Jelly beans were linked with Easter in the 1930s, though the Jelly Belly company claims the treat's history goes back to Biblical times when Middle Easterners enjoyed a treat called Turkish delight. The ancient sweet was originally a citrus, honey and rose water gel. Eventually Americans started molding it into an egg shape and gave it a hard shell (and lots of other flavors), thus creating the modern jelly bean.
Though the Just Born company has been creating candy since it was founded in 1923 by Sam Born, the yellow marshmallow chicks known at Peeps weren’t born until the 1950s. Peeps are most popular at Easter, and each Easter season, enough Peeps are sold to span the Earth’s circumference more than once.

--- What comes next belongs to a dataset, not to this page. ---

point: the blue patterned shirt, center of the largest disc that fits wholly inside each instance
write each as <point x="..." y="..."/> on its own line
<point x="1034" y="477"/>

No, hollow chocolate bunnies weren’t created to teach children an Easter lesson about disappointment. Hollow bunnies were simply easier to eat. Biting into a rock-solid chunk of chocolate might break your teeth -- a nice hollow interior makes for less dental repair. It’s also less expensive to produce -- which means bigger profits for candy companies, since the chocolate bunny is the No. 1-selling Easter candy.
People love to bite the head off of their bunnies. According to the National Confectioners Association, 76 percent of folks go for the ears first for maximum impact. A mere 5 percent gnaw on the feet first and 4 percent chomp on bunny’s tail.
Irving Berlin wrote the music for “Easter Parade,” a lively musical about a dance team that breaks up right before Easter. The leading man, Fred Astaire, vows to make his new teammate, Judy Garland, a star before next year’s Easter parade.
Though Easter bonnets are a key player in any good Easter parade, this tradition started simply with families strolling down the main avenue of their town after church, socializing and showing off their Easter outfits. Eventually the public started showing up to see the display, and thus a parade was born. This fashionable tradition continues in Manhattan on 5th Avenue every Easter Sunday.
Bulgarians don’t bother hiding their eggs -- they toss them around in an egg fight. Whoever ends up with an unbroken egg wins and is said to have good luck for the next year.
In Greece, many towns host a public procession where people carry red eggs to symbolize the blood of Christ. They tap the eggs together when one person exclaims “Christ is risen,” and another person replies “truly He is risen.” With that much tapping going on, those better be hard-boiled eggs!